Our experience in Chicago proves otherwise. When I took direct responsibility for the Chicago Public schools in 1995, we adopted “accountability” as our guiding principle. Since then, we have shown that accountability can–and does–lead to academic and fiscal improvements.
Academic gains in Chicago are not “relatively small,” as the article suggests. Test scores have improved an average of ten percent system-wide since 1995. In the last three years alone, high school standardized test scores have increased twelve percent in reading and twenty percent in mathematics. Test scores for grades three through eight have increased six percent in reading and thirteen percent in math since 1996.
My leadership team ended social promotions. Students who underperform now are no longer automatically passed to the next grade. This policy has sent 300,000 students to summer school to bring them up to grade level. Indicators of academic strength such as attendance and graduation rates are also on the rise and are at their highest levels in a decade.
Accountability also established fiscal stability in the system. We eliminated a $1.3 billion deficit, negotiated a four-year contract with the teachers and boosted the system’s credit rating. Buoyed by increased bond ratings, Chicago has been able to allocate almost $2 billion to rebuild our schools.
Contrary to the article’s argument, tuition tax credits are not a better reform than bringing improvement to our public schools. Creating meaningful choices within the public school system is a far better option–and Chicago is committed to reforming public schools rather than ignoring their problems. We now offer a menu of educational opportunities for families. These include: regional gifted centers, magnet schools and program, international baccalaureate programs and the nation’s first multi-disciplinary JROTC public high school. To ensure the highest quality instruction in all of these programs, we have implemented an aggressive teacher recruiting effort.

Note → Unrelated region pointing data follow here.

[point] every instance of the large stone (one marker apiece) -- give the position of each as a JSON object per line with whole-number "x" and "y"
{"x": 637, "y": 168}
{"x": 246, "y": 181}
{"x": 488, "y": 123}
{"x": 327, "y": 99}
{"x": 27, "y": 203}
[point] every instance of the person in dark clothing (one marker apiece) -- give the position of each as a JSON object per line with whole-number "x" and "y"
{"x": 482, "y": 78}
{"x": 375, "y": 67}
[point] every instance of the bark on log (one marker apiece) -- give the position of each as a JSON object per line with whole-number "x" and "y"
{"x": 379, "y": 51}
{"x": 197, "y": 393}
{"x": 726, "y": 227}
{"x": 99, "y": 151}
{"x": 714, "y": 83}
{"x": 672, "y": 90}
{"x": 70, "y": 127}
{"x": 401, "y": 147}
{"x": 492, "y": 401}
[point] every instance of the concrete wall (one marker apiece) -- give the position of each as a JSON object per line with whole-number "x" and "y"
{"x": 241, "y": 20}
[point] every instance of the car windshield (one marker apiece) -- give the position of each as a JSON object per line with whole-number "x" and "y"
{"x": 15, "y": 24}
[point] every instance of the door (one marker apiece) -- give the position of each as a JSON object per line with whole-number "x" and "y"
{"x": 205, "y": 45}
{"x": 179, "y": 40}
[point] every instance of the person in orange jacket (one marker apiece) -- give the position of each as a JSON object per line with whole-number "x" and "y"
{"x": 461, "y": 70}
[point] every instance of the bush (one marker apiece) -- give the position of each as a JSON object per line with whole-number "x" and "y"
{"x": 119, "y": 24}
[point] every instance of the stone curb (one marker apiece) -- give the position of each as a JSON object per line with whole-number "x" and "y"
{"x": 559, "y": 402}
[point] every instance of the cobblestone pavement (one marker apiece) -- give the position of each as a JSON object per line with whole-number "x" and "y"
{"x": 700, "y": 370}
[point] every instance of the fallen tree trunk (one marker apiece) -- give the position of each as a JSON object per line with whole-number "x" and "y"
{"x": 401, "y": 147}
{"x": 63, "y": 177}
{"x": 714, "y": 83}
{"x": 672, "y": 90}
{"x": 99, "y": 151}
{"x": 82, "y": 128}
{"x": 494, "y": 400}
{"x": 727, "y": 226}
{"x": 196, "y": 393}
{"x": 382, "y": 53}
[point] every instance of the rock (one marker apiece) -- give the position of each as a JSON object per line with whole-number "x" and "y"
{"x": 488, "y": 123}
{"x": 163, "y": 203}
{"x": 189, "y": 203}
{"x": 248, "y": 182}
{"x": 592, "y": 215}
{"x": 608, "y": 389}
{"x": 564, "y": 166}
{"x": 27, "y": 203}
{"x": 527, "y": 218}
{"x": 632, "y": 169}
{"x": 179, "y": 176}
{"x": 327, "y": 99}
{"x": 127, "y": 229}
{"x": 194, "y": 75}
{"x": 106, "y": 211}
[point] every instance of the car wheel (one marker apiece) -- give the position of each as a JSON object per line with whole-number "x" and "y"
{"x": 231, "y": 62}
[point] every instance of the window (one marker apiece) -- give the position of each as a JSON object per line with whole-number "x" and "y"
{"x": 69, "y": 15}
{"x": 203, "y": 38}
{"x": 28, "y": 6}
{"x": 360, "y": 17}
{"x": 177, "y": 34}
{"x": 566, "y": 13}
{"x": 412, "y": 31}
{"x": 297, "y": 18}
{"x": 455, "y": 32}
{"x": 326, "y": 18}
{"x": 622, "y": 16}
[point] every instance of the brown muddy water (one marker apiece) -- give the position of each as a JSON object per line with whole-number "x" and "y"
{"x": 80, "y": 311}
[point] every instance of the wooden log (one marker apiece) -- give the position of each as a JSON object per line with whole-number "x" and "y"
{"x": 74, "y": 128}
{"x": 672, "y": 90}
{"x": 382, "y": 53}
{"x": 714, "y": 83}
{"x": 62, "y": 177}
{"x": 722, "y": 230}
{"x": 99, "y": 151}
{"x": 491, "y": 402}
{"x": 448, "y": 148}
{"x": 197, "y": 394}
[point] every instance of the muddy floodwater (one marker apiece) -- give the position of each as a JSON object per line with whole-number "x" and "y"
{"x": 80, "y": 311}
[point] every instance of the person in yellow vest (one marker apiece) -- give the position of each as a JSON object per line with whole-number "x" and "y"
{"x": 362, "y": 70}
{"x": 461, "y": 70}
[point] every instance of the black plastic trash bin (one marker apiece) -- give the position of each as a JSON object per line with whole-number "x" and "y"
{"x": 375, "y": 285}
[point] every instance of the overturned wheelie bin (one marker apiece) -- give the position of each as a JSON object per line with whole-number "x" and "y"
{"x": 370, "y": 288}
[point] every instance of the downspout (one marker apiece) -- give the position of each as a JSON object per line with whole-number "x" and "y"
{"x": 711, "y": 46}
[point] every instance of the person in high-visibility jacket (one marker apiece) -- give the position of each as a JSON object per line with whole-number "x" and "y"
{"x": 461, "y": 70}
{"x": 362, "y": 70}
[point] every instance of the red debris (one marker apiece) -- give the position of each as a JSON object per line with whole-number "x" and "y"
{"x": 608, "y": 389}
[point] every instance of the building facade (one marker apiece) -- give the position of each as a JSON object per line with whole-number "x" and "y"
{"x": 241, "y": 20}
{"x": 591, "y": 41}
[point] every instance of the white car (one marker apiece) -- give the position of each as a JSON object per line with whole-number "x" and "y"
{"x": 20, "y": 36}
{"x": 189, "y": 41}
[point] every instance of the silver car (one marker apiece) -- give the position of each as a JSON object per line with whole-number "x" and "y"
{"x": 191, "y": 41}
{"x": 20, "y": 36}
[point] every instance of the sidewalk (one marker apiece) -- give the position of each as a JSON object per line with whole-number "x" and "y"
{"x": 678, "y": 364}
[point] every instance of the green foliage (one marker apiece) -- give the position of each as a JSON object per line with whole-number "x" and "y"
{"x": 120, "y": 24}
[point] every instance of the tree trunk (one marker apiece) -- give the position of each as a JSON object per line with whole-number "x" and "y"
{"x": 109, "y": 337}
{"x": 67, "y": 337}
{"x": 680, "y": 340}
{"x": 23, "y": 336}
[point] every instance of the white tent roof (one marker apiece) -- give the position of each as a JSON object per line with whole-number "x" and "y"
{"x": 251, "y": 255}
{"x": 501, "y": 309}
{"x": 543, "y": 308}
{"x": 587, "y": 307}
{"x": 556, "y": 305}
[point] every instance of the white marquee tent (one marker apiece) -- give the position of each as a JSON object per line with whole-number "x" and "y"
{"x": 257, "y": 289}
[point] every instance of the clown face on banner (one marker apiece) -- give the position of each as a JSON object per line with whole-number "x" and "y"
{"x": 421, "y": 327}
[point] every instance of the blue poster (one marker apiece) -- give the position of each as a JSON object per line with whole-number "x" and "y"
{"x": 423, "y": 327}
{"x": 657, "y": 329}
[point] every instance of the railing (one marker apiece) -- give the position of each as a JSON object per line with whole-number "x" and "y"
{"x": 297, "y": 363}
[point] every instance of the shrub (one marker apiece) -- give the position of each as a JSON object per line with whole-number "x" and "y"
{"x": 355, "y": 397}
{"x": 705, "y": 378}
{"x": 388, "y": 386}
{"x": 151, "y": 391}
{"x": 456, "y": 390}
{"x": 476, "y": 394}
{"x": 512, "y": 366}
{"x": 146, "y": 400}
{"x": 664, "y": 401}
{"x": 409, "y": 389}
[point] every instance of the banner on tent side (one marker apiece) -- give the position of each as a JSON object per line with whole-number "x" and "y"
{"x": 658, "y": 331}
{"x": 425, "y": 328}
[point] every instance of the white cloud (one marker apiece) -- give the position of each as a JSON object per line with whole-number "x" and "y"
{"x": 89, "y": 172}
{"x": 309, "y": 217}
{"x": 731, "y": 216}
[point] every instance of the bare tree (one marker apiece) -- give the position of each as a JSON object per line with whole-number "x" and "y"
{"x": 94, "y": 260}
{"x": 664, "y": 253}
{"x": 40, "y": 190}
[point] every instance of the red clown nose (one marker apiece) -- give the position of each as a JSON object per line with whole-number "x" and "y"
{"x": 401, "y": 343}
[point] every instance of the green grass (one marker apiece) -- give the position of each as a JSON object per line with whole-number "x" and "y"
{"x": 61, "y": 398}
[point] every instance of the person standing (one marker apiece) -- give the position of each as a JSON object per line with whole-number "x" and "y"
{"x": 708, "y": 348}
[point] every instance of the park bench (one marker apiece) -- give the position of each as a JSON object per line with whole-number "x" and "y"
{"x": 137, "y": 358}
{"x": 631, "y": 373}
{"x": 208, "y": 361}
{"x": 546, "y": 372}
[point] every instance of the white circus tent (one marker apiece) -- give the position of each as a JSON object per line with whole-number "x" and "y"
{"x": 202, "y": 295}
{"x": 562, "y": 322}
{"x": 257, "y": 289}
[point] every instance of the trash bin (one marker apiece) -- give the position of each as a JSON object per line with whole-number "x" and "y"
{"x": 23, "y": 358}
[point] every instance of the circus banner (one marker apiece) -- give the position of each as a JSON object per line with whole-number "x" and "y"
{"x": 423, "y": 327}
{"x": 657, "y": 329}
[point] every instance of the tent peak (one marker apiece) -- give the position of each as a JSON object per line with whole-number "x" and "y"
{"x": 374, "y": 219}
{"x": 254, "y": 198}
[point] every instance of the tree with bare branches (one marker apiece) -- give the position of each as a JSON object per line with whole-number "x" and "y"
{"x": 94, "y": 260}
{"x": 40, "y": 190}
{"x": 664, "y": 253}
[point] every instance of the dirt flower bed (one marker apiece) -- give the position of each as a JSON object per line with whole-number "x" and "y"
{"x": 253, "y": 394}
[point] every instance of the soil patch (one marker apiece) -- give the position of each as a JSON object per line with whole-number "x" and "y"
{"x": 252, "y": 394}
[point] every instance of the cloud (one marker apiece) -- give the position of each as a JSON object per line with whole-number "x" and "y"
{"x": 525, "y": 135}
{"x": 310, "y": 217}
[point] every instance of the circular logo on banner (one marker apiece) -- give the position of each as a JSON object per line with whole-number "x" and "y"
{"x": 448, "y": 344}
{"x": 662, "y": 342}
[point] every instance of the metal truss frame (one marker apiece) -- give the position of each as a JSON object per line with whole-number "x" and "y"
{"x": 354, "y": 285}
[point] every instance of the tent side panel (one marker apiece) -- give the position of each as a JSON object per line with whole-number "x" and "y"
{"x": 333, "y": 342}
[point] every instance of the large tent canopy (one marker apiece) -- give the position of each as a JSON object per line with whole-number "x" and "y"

These initiatives, buttressed by the academic success and financial stability of the Chicago Public Schools, prove that public schools can be viable when everyone is held accountable for their success.
We are dedicated to helping Mayor Archer and others who take on the challenge of reforming their school systems. In 1987, U.S. Secretary of Education William Bennett declared Chicago’s public schools the worst in the nation. In 1999 President Clinton called them a national model of reform. Can mayors solve school problems? In Chicago, the evidence proves we can.